Un risultato del genere sarebbe importante soprattutto dal punto di vista simbolico, dato che comunque gli accordi di pace del Good Friday prevedono che in Irlanda del Nord ci siano in ogni momento due primi ministri, uno nominato dai nazionalisti e uno dagli unionisti, cioè dalla fazione politica che spinge affinché l’Irlanda del Nord rimanga all’interno del Regno Unito e non si unisca all’Irlanda. Secondo diversi osservatori una eventuale vittoria del Sinn Féin contribuirebbe a rendere il piano ancora più inclinato verso una riunificazione delle due Irlande.

Gli ultimi sondaggi, considerati piuttosto verosimili, danno il Sinn Féin a oltre il 26 per cento dei voti e il DUP, il principale partito unionista, a poco più del 18 per cento: un risultato del genere permetterebbe al Sinn Féin sia di imporre la propria agenda politica sia di esprimere il primo primo ministro.
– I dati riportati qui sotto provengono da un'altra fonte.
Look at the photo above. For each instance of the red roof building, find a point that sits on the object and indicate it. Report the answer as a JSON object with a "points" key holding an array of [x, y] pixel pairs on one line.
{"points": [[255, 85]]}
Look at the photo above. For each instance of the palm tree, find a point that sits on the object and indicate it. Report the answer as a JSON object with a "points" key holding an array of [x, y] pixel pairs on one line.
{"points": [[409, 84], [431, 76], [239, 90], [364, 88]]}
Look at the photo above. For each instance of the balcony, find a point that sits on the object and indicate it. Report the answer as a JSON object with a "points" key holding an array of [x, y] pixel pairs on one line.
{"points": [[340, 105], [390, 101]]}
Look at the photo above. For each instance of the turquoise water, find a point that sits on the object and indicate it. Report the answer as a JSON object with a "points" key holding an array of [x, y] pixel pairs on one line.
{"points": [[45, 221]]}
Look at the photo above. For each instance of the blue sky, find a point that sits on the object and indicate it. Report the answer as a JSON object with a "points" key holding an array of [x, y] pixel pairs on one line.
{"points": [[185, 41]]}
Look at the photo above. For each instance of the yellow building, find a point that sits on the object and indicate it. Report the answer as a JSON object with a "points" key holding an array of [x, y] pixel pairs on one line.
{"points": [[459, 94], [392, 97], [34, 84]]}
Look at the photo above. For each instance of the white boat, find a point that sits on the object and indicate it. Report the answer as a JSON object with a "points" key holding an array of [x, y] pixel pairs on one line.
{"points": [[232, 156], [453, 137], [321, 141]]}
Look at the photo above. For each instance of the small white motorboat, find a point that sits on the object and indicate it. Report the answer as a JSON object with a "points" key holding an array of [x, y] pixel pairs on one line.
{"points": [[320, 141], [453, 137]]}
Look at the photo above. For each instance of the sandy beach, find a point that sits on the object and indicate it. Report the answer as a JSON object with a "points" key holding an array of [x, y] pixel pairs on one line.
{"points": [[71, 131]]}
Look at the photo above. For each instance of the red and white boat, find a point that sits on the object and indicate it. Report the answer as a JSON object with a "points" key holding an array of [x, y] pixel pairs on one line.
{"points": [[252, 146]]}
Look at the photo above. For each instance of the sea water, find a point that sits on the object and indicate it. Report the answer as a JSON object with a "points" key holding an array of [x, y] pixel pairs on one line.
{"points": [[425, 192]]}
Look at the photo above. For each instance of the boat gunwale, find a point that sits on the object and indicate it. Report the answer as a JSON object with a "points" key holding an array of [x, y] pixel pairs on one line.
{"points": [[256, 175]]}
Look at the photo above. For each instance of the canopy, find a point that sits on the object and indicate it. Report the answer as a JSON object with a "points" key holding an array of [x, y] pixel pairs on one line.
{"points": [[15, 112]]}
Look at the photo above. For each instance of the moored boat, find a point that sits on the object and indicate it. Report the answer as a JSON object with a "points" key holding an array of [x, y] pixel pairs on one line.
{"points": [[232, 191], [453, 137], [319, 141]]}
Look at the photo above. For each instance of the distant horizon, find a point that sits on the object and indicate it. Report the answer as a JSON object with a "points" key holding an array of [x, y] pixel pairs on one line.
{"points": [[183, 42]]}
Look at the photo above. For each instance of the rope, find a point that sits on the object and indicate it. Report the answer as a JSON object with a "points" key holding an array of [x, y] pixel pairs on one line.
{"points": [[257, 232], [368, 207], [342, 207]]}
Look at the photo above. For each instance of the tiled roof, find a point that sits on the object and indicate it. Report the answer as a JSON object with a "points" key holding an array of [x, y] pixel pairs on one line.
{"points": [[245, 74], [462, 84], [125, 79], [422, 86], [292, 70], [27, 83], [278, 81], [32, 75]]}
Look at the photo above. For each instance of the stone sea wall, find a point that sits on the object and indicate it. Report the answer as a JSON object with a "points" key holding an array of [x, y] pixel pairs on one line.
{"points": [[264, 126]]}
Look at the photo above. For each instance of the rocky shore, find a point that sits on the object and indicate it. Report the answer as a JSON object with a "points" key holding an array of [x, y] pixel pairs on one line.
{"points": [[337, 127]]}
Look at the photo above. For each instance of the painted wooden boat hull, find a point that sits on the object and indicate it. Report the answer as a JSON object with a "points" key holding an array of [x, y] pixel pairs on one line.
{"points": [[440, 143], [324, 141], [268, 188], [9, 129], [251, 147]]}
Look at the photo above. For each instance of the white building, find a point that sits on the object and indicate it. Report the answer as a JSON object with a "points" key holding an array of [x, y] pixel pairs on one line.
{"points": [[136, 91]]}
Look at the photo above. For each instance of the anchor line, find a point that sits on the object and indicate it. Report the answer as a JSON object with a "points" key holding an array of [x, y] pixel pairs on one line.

Contrariamente ad altri paesi, infatti, l’Irlanda del Nord ha due primi ministri, con poteri assolutamente uguali e che costituiscono nei fatti una specie di diarchia: devono governare insieme e se uno dei due si dimette termina automaticamente anche l’incarico dell’altro. Questa particolarissima modalità di governo fu decisa con gli accordi del Good Friday del 1998, quelli che misero fine alla guerra civile che aveva segnato per trent’anni la storia del paese, i cosiddetti Troubles: l’idea era permettere ai leader delle due fazioni opposte, unionisti e nazionalisti, di governare insieme e mettersi d’accordo sugli interessi dei rispettivi elettorati. Ad ogni elezione, il partito più grosso del blocco più votato nomina il primo primo ministro, mentre il partito più votato del blocco perdente nomina il secondo primo ministro.

Dal 1921, cioè da quando fu creata l’Irlanda del Nord con un atto unilaterale del governo britannico, il primo primo ministro è sempre stato di estrazione unionista. Dal 2007 in particolare è espresso dal DUP, unionista e alleato dei Conservatori britannici. L’eventuale nomina di un primo primo ministro nazionalista sarebbe quindi un evento storico, e come tale è descritto da vari giornali britannici.

I vari partiti nazionalisti e il Sinn Féin sono tradizionalmente schierati a favore della riunificazione dell’Irlanda, ma un referendum in questo senso non sembra essere imminente: è un tema ancora molto divisivo e nei sondaggi che comprendono tutta la popolazione la riunificazione è ritenuta prioritaria solo da una minoranza, stimata intorno al 17 per cento. Rimane il fatto che la vittoria del Sinn Féin, abbinata al progressivo rafforzamento del partito nazionalista scozzese, contribuirebbe a far sembrare il Regno Unito più disunito che mai.

– Leggi anche: L’Irlanda del Nord potrebbe esistere ancora per poco

Le ragioni per cui la possibilità di una vittoria dei nazionalisti è diventata così concreta sono principalmente due.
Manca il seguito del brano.